Les obligations toujours à la traîne

Pour lui, cette croissance n’est pas due à une euphorie ou à une quelconque précipitation: il y a une poussée fondamentale qui est réelle derrière. «La force de la dynamique des marchés actions a un substrat fondamental qui est très fort.»

Mécaniquement, cela va entraîner une hausse de la confiance des analystes et des investisseurs, ce qui dans un environnement de reprise de la croissance économique va reléguer au second plan les craintes relatives aux valorisations des marchés. Et si les valorisations des actions sont de facto très élevées, cette question passe au second plan.

Du côté des obligations, la situation est moins reluisante. «Il n’y a pas beaucoup à en attendre», estime Ilias Abou Haidar, qui parie sur la poursuite de la croissance des taux longs – «c’est intéressant pour les investisseurs futurs, mais pour ceux qui détiennent des obligations aujourd’hui, cela va se traduire par des pertes en capital pour les mois à venir» – et sur une stabilité des taux courts – «ce qui pénalise les investisseurs qui ont du cash à placer à court terme». 

Cette situation «challenging» pour les investisseurs est une bouffée d’oxygène pour les banques. «Avec un coût du capital qui reste adossé aux taux courts, et donc stables, et des prêts à long terme dont les revenus générés sont adossés aux taux longs, les perspectives s’améliorent sur les marges d’intérêt.»

Et si on peut trouver du rendement sur les obligations corporate de bonne qualité (investment grade), celui-ci reste faible. De 2,2% aux États-Unis à +0,4% en Europe.

Allocations géographiques et sectorielles

«Le choix des actions étant acté, les performances restent tributaires des choix géographiques et sectoriels. En terme régional, on aime bien les États-Unis et la Chine pour la robustesse du cycle économique, et surtout, pour les États-Unis, que la sortie de crise est très franche. Récemment, nous avons augmenté notre exposition à l’Europe pour acter l’amélioration macroéconomique constatée et prévue en relation directe avec le fort effort de vaccination fait par les pays européens.»
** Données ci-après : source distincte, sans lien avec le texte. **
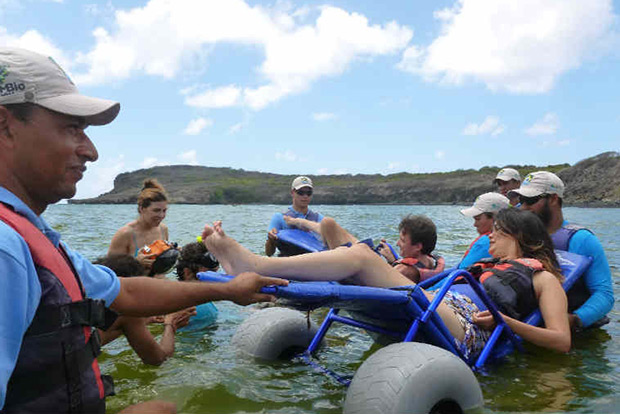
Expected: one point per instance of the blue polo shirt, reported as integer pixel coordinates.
(478, 251)
(20, 290)
(277, 221)
(597, 278)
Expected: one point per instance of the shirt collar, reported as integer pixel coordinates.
(20, 207)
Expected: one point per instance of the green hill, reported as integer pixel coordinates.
(594, 181)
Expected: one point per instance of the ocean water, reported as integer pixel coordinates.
(206, 376)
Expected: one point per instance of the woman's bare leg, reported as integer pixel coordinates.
(358, 264)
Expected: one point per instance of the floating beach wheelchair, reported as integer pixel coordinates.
(422, 372)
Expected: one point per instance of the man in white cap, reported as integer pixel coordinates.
(51, 297)
(591, 298)
(483, 212)
(301, 193)
(508, 179)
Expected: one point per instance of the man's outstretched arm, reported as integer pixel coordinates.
(145, 296)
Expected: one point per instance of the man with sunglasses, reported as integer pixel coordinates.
(301, 193)
(591, 298)
(508, 179)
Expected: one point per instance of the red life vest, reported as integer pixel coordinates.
(509, 284)
(56, 368)
(425, 273)
(474, 242)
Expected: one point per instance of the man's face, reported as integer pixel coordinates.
(406, 248)
(483, 223)
(302, 197)
(505, 186)
(538, 205)
(50, 153)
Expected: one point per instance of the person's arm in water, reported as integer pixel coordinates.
(145, 296)
(552, 303)
(141, 339)
(597, 279)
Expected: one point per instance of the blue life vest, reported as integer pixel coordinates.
(578, 294)
(311, 215)
(56, 369)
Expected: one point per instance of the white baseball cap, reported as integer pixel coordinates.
(540, 182)
(27, 76)
(301, 181)
(487, 203)
(507, 174)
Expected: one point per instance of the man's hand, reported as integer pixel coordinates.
(485, 320)
(272, 235)
(245, 288)
(181, 318)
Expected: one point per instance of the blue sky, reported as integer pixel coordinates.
(310, 87)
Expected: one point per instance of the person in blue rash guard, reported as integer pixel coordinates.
(483, 212)
(51, 297)
(592, 297)
(301, 193)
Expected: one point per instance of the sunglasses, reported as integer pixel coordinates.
(531, 200)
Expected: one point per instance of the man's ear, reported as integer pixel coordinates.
(553, 199)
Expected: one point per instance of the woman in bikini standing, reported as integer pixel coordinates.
(148, 227)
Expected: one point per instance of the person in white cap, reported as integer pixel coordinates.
(508, 179)
(483, 212)
(301, 194)
(51, 297)
(592, 297)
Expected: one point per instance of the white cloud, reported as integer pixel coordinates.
(323, 116)
(164, 37)
(222, 97)
(490, 125)
(99, 177)
(149, 162)
(288, 156)
(546, 126)
(35, 41)
(515, 46)
(196, 126)
(188, 157)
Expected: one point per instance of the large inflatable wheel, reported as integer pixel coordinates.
(273, 332)
(413, 378)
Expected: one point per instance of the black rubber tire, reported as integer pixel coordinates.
(413, 378)
(273, 332)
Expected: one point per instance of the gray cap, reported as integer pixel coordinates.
(487, 203)
(300, 182)
(27, 76)
(507, 174)
(540, 182)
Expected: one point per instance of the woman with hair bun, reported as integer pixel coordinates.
(147, 228)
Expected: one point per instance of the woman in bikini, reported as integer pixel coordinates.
(148, 227)
(516, 235)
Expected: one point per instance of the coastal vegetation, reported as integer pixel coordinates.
(591, 182)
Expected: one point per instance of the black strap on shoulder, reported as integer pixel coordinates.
(87, 312)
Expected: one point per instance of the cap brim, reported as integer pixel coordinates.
(525, 192)
(471, 211)
(95, 111)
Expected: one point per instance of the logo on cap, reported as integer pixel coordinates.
(3, 74)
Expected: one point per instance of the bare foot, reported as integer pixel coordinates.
(233, 257)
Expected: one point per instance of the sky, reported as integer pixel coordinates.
(335, 87)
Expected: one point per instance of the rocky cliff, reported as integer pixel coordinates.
(594, 181)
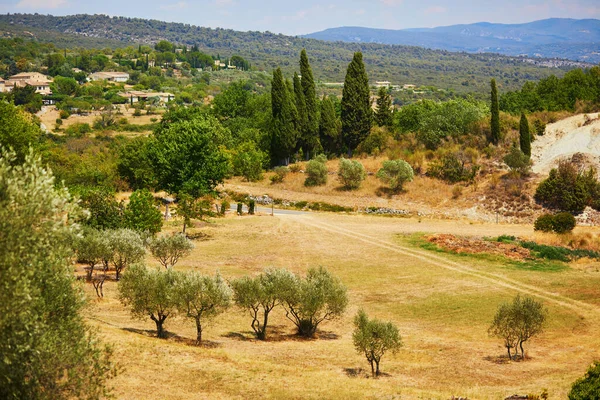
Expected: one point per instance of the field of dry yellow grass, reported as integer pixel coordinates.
(442, 304)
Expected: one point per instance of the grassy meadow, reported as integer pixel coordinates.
(442, 304)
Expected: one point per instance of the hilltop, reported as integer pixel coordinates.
(556, 37)
(459, 72)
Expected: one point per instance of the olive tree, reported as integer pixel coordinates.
(127, 249)
(48, 351)
(374, 338)
(201, 298)
(395, 173)
(167, 250)
(259, 295)
(517, 322)
(318, 297)
(149, 293)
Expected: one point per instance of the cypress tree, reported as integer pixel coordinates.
(383, 113)
(356, 105)
(524, 136)
(329, 127)
(310, 133)
(495, 109)
(283, 138)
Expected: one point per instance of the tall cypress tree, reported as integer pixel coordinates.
(524, 135)
(329, 127)
(283, 137)
(310, 132)
(383, 113)
(356, 104)
(495, 109)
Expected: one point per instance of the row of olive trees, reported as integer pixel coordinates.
(351, 173)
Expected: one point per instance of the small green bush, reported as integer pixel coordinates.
(351, 173)
(316, 171)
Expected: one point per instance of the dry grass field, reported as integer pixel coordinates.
(442, 304)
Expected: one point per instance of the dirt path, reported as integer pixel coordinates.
(583, 309)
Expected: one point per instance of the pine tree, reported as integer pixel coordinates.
(283, 126)
(329, 127)
(383, 113)
(310, 133)
(356, 105)
(524, 136)
(495, 109)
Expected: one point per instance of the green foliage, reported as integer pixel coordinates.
(495, 114)
(17, 131)
(142, 214)
(374, 338)
(356, 104)
(383, 112)
(318, 297)
(395, 173)
(587, 387)
(279, 174)
(149, 293)
(201, 298)
(524, 136)
(127, 249)
(247, 161)
(517, 322)
(517, 161)
(259, 295)
(351, 173)
(48, 352)
(567, 189)
(186, 155)
(316, 171)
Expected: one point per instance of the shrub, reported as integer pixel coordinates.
(316, 171)
(280, 173)
(395, 173)
(351, 173)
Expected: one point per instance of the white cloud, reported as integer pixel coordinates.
(37, 4)
(175, 6)
(435, 10)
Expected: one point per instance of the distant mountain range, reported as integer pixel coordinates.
(574, 39)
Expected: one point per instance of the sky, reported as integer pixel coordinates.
(307, 16)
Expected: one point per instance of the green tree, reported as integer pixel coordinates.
(150, 293)
(329, 127)
(201, 298)
(374, 338)
(310, 301)
(259, 295)
(48, 352)
(395, 173)
(168, 249)
(495, 112)
(141, 214)
(356, 104)
(127, 249)
(310, 133)
(524, 136)
(351, 173)
(383, 112)
(316, 171)
(587, 387)
(186, 155)
(17, 131)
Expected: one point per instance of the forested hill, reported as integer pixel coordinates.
(556, 37)
(461, 72)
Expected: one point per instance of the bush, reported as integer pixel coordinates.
(280, 173)
(316, 171)
(560, 223)
(351, 173)
(395, 173)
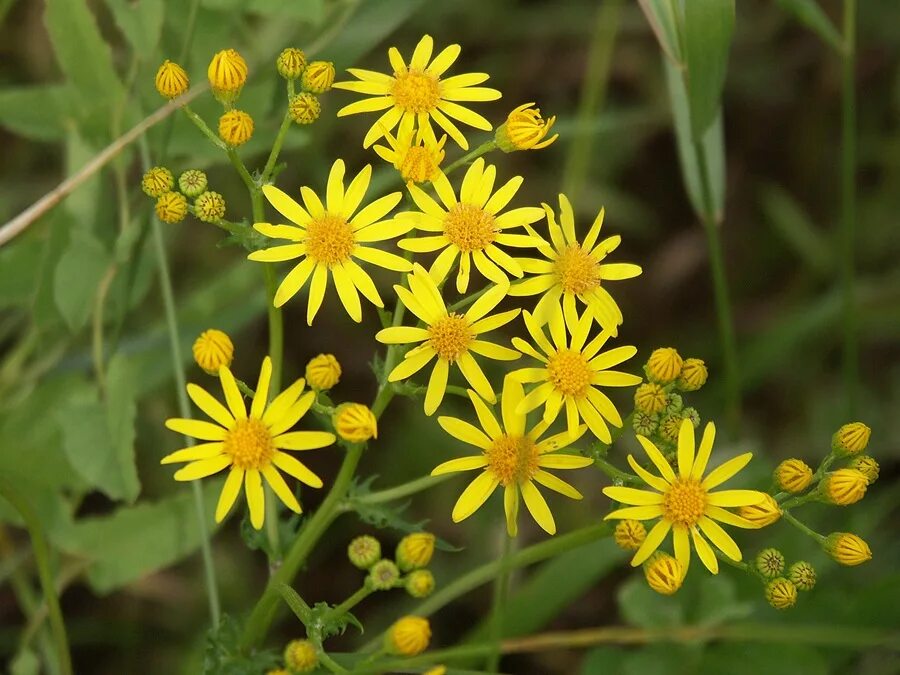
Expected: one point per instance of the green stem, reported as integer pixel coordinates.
(184, 409)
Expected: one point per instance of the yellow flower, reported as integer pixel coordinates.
(408, 636)
(417, 92)
(664, 574)
(355, 422)
(512, 458)
(450, 337)
(525, 129)
(847, 549)
(472, 226)
(212, 350)
(684, 503)
(571, 374)
(323, 372)
(171, 80)
(793, 475)
(318, 77)
(327, 238)
(417, 161)
(629, 534)
(250, 444)
(844, 486)
(574, 269)
(227, 73)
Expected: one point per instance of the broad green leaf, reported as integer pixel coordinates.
(709, 184)
(811, 15)
(708, 26)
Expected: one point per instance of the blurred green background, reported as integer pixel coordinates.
(133, 597)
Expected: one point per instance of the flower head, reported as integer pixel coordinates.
(327, 237)
(511, 457)
(416, 93)
(448, 338)
(472, 226)
(525, 129)
(574, 270)
(171, 80)
(685, 503)
(571, 372)
(212, 350)
(250, 444)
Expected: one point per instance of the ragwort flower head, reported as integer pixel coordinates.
(685, 503)
(574, 270)
(511, 457)
(448, 338)
(415, 93)
(571, 373)
(471, 227)
(327, 237)
(249, 444)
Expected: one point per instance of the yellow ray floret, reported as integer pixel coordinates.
(415, 93)
(250, 443)
(447, 337)
(471, 227)
(574, 269)
(327, 237)
(685, 503)
(510, 457)
(572, 370)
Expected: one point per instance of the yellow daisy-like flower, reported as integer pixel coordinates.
(685, 503)
(472, 226)
(510, 457)
(449, 337)
(327, 237)
(574, 269)
(416, 92)
(249, 444)
(571, 373)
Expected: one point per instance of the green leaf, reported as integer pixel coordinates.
(708, 27)
(811, 15)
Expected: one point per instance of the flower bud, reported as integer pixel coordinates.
(383, 575)
(524, 129)
(851, 439)
(802, 575)
(304, 108)
(420, 583)
(290, 63)
(210, 207)
(415, 550)
(354, 422)
(235, 127)
(212, 350)
(171, 80)
(781, 593)
(844, 486)
(847, 549)
(629, 534)
(650, 398)
(769, 562)
(793, 475)
(408, 636)
(664, 574)
(318, 77)
(171, 207)
(693, 375)
(323, 372)
(300, 656)
(764, 513)
(192, 183)
(364, 552)
(157, 182)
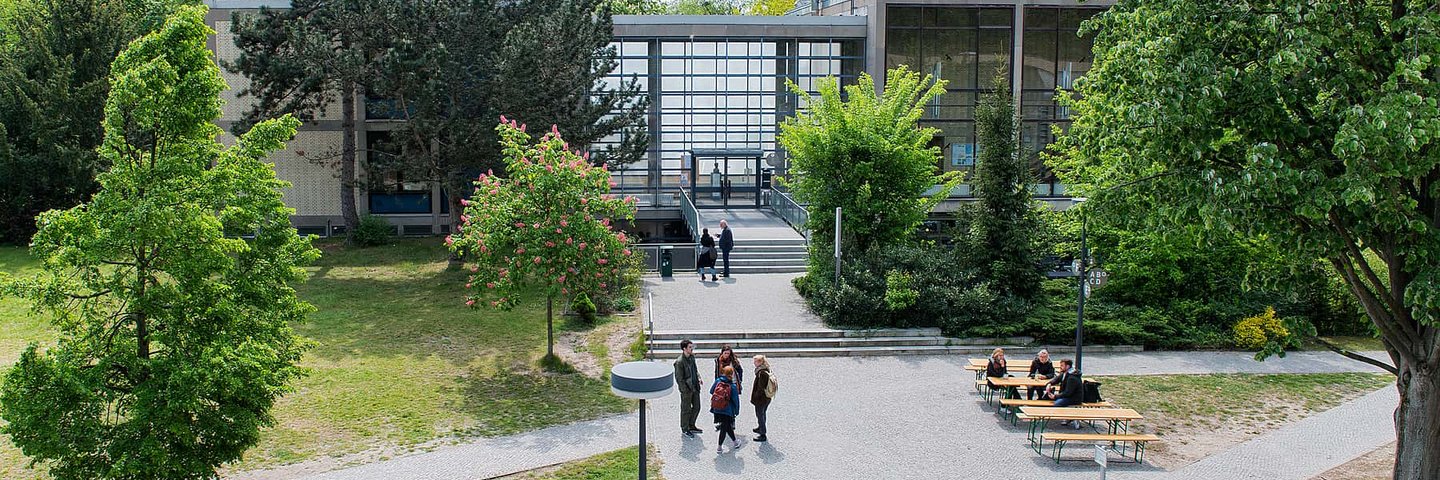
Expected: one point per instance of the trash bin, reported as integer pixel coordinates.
(666, 261)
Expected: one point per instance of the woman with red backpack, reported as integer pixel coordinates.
(725, 404)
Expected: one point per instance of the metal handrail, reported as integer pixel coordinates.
(791, 211)
(691, 215)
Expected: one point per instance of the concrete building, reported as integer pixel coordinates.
(717, 88)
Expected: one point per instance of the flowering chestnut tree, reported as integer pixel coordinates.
(543, 227)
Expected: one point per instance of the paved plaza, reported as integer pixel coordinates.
(892, 417)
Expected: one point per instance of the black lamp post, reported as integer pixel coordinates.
(1083, 271)
(642, 381)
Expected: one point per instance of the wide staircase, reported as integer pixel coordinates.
(801, 343)
(763, 242)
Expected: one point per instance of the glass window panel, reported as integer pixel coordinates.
(1074, 58)
(902, 48)
(997, 18)
(1040, 19)
(994, 51)
(1040, 61)
(903, 16)
(949, 18)
(1070, 18)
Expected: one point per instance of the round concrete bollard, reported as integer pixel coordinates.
(642, 379)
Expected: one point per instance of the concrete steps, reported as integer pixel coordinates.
(817, 343)
(768, 255)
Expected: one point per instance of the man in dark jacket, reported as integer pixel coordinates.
(726, 244)
(687, 378)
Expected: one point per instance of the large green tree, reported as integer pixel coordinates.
(546, 225)
(864, 153)
(170, 287)
(1000, 244)
(54, 77)
(540, 61)
(1311, 123)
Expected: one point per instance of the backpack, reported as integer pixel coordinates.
(1092, 392)
(720, 398)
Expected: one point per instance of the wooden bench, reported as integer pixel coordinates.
(1139, 440)
(1014, 404)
En matière de style de gestion, Ilias Abou Haidar préfère les secteurs cycliques et le style «value» au style «growth». Et pour ce qui est des secteurs d’activité, il privilégie la consommation discrétionnaire pour privilégier des programmes de soutien fiscaux, de l’amélioration de l’emploi et de l’épargne excédentaire accumulée par les ménages, le secteur des matériaux de base dans un contexte de renchérissement des matières premières et le secteur des services aux collectivités dans une optique à moyen terme liée au développement des énergies renouvelables.

Enfin, il privilégie les entreprises ayant la capacité de répercuter les hausses de leurs coûts. Un plus dans une période d’inflation.